No final da sessão, haverá votações regimentais.

É tudo, Srs. Deputados, desejo a todos muito bom dia!

Está encerrada a sessão.

Eram 13 horas e 21 minutos.

———

Declarações de voto enviadas à Mesa, para publicação

Relativa ao projeto de resolução n.º 589/XII (2.ª):

Votou a Assembleia da República, no passado dia 19, o projeto de resolução n.º 589/XII (2.ª) (BE), que

recomenda ao Governo a regulamentação urgente do Estatuto de Dador de Sangue.

Tratou-se de uma iniciativa que, parecendo oportuna e justificada, afinal mais não pretendeu do que

aproveitar politicamente o trabalho já efetuado pelo Governo no domínio em questão.

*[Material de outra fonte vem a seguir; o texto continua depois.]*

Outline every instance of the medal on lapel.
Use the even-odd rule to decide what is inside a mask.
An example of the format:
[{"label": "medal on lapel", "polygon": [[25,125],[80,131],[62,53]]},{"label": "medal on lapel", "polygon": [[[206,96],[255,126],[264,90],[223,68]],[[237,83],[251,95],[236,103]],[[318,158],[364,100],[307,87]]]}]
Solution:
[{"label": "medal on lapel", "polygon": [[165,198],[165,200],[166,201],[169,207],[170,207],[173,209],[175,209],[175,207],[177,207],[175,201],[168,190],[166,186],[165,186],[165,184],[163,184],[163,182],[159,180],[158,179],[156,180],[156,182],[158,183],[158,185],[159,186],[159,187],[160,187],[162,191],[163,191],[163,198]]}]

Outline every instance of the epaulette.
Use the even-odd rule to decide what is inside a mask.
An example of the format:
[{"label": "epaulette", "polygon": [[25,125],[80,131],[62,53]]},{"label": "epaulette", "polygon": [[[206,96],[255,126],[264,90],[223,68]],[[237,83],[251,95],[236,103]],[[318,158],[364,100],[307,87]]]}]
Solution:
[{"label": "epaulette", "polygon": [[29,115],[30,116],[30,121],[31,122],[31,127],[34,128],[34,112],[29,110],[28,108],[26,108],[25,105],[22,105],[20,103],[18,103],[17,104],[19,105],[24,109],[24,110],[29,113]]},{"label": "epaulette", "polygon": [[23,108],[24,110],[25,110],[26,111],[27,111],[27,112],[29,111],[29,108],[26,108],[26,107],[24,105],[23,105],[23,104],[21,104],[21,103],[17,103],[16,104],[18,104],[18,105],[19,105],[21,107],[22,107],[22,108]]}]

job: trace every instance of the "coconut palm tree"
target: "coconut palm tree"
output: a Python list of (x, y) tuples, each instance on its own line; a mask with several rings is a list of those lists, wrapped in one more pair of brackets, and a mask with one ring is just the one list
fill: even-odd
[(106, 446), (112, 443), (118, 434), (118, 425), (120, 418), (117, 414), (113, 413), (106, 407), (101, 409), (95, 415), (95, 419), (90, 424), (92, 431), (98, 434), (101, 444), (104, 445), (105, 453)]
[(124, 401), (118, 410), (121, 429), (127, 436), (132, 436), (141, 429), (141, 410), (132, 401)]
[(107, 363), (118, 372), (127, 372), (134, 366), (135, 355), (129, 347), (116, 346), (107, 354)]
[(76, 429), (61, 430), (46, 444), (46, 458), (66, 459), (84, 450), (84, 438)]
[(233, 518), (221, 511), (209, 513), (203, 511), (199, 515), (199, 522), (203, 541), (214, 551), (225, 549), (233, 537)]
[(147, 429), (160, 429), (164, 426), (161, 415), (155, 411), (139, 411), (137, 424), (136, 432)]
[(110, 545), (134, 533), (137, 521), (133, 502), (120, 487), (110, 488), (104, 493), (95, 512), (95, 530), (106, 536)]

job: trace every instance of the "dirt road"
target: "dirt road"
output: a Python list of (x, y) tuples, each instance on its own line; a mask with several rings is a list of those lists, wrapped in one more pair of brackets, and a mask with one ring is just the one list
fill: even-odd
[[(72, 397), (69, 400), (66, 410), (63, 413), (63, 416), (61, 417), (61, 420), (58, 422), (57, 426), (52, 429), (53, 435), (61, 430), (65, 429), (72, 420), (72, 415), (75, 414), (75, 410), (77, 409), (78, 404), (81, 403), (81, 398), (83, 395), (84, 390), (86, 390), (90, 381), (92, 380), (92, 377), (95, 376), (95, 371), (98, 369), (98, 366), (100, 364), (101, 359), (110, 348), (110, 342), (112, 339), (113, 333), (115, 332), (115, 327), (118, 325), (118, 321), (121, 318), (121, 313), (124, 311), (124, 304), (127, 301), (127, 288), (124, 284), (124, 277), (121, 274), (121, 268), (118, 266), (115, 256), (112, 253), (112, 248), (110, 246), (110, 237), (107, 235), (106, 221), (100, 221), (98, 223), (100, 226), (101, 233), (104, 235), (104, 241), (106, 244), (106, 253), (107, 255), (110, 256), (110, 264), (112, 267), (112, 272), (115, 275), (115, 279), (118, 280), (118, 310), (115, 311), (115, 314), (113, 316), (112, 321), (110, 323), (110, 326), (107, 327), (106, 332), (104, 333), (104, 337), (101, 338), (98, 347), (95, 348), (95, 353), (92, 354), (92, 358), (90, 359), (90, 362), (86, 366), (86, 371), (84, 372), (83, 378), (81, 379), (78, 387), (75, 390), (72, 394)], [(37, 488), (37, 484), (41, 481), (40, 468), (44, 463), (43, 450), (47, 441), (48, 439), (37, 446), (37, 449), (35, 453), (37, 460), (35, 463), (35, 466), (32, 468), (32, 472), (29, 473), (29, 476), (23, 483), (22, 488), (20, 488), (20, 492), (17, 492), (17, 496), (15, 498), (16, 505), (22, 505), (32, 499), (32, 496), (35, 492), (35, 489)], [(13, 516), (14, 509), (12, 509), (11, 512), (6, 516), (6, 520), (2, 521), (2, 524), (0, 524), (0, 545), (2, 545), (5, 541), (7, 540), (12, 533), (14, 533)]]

Com efeito, a regulamentação do Estatuto do Dador de Sangue compreende fundamentalmente dois

diplomas: um decreto-lei relativo ao seguro do dador, que se encontra já no âmbito do processo legislativo

governamental, e a Portaria n.º 124-A/2013, de 27 de março, que estabelece as normas aplicáveis à atribuição

do cartão nacional de dador de sangue, bem como ao reconhecimento público pela dádiva regular de sangue.

Como está bom de ver, um desses diplomas foi já publicado em Diário da República e o outro encontra-se

em avançado processo de aprovação pelo Executivo.

É, pois, espantoso que um partido que, desde a sua fundação, sempre conviveu e se acomodou com a

inexistência de regulamentação do seguro do dador de sangue — prevista há mais de vinte anos na Lei n.º

25/89, de 2 de agosto (artigo 35.º), e no Decreto-Lei n.º 294/90, de 21 de setembro (artigo 29.º) — aproveite

precisamente o momento em que, finalmente, um Governo se decide a concretizar a referida omissão

legislativa para tentar sugestionar a opinião pública que é o seu mais lídimo paladino.

Discordando frontalmente dessa forma de fazer política, não podia o PSD subscrever o aproveitamento

político que o Bloco de Esquerda pretendia efetuar com o projeto de resolução n.º 589/XII (2.ª).

O PSD acredita na dignificação da dádiva altruísta de sangue e considera que os dadores merecem uma

discriminação positiva por parte do Estado. Por isso nos batemos pela criação do seguro do dador de sangue,

congratulando-nos por ter o atual Governo concretizado essa promessa de décadas.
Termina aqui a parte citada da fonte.